In the context of web applications, a session is a mechanism to maintain information about the user’s activity across multiple requests and multiple pages. It helps the server to remember who the user is and what they are doing during their visit.
One of the common uses of the session is user authentication. It identifies the user and keeps track of what they are doing.
Here is how session-based authentication works.
Suppose you are trying to access a protected page of a web application from your browser. You will be greeted with a login page where you have to provide your username and password. This page is like a door lock protecting the application, and your username and password are the key to open the door.
When you provide your username and password, the application checks your credentials. If the username and password match, it creates a session for you. It stores the session in the session storage and returns a reference of the session to the browser. This session is often called a session ID and only the server can identify it. The browser saves it in a cookie.
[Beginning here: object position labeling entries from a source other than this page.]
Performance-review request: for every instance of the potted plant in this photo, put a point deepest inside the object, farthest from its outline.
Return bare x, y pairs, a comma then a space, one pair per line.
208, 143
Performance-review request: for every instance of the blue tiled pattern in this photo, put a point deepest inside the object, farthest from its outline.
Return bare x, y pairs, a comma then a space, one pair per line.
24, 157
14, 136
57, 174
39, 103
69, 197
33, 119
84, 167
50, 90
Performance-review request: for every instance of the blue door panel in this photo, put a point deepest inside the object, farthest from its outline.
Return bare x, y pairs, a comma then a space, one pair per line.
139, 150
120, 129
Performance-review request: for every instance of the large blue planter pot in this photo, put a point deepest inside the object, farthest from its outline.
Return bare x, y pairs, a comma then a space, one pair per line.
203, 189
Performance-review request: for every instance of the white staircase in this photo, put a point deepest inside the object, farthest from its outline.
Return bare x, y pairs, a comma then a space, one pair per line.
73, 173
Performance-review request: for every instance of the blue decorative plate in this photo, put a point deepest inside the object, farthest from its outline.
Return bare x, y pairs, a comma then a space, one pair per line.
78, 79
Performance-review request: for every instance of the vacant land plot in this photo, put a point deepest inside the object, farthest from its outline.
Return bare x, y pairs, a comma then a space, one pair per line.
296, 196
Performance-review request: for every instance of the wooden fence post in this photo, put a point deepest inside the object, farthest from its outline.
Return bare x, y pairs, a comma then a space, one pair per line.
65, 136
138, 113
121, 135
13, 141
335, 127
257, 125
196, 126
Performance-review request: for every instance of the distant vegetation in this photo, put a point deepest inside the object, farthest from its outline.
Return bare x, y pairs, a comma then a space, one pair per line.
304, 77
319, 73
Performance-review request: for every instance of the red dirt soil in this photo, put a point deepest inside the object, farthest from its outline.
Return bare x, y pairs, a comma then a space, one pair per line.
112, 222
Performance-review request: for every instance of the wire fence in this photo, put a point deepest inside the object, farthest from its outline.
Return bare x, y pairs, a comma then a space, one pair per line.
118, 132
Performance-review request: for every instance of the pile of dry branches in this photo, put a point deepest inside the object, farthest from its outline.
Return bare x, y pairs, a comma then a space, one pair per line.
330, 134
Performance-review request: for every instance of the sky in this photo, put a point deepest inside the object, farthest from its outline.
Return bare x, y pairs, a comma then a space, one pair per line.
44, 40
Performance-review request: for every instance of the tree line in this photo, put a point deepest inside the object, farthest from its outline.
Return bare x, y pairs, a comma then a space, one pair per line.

For any subsequent request to the server, the browser sends the session reference from its cookie with the request. The server takes the session reference/ID, searches for the session in its session storage. If it finds a valid session, it allows the user to do further tasks that they are permitted to do.
If the server does not find any session or finds the session is invalid, it stops doing any further processing of the request and redirects the user to the login page or, in some cases, notifies the user that they are not authorized to access the protected resource. The whole process is illustrated in the image below.
Another important note is that sessions do not stay forever. They usually have only a 30-minute lifetime, though this is configurable.